A long, long, time ago, before there were people, there were dinosaurs, and even before there were dinosaurs, there were jellyfish, dragonflies, and many other animals that we still have today. While the last of the dinosaurs died out 65 million years ago, the animals who are still alive today, in the same form as they were millions of years ago, are called “living fossils”.
-In the Water-
The prehistoric ocean was teaming with life, most theories are that life began in the sea, so it should be no surprise that some of our sea animals alive now, where also living in the water millions of years ago. Some, like the coelacanth fish are true “living fossils” looking very much now as they did 360 million years ago. Other living fossil fishes include the sturgeon, lamprey, gar, and lungfish. Other fish, such as sharks, were known to have existed so long ago but evolution has changed them.
In this early ocean other animal life, that we have today, also was in existence. The horseshoe crab, snails, and starfish being such creatures. Amphibians, although not like todays smaller animals, were one of the first things to climb out of the sea. Turtles are one of the oldest reptiles still alive today. In fact, some dinosaurs ate turtles and turtle eggs.
-On the Land-
The Tuatara lizard, of New Zealand, is a fascinating species that began some 200 million years ago. Other reptiles, such as crocodiles, also evolved and existed along side the dinosaurs.

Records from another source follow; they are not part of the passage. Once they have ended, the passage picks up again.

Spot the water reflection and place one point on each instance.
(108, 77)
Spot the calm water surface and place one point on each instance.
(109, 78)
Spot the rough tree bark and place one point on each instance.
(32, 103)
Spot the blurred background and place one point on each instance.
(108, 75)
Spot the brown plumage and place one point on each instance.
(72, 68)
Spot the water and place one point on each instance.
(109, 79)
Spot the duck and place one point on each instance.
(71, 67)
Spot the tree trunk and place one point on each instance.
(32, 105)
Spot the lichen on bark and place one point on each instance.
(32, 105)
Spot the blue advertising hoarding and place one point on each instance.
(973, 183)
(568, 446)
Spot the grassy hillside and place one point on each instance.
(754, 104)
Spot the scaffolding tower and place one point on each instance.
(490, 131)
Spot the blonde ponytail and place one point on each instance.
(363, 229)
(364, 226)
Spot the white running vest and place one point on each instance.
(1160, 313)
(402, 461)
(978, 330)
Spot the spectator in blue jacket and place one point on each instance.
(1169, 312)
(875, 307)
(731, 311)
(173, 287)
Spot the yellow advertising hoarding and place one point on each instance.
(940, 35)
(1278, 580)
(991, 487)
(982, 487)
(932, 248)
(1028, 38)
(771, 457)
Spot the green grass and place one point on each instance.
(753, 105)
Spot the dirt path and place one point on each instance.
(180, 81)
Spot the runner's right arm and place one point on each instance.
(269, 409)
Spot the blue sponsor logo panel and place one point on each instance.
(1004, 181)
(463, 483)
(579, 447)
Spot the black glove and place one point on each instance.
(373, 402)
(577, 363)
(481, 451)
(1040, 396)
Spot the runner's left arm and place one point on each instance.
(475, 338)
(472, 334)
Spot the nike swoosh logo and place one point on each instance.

Although many people do not think of them as “animals”, insects were alive long before there were dinosaurs, and yes, insects are animals. Cockroaches, and grasshoppers were alive way back 360 million years ago. Flies and wasps came later, and were witnesses to early dinosaur evolution. Then came the animals many people often wish did not ever come into being, ants and fleas. While the fleas themselves made very little friends among dinosaurs (and continue to annoy animals to this day) ants actually allowed something wonderful to happen. Many species of plants are pollinated only by ants, so if ants never came into being, we would not have the rich world we have. Butterflies and moths also evolved along side the dinosaurs. Many insects were to become meals for our early mammals.
Mammals evolved alongside the dinosaurs, although unlike the massive beasts, they were tiny. Small shrew like animals who were mostly omnivores, eating plants and insects. These early mammals were very likely nocturnal, avoiding the day time predators in order to survive. They were first seen around 125 million years ago. Most early mammals were marsupials.
-In the Air-
Where birds alive? Well, not exactly. Although evidence has shown some dinosaurs were developing feathers, actual birds as we have them today, did not exist along the dinosaurs, that is, unless we are to agree that the dinosaurs evolved into birds.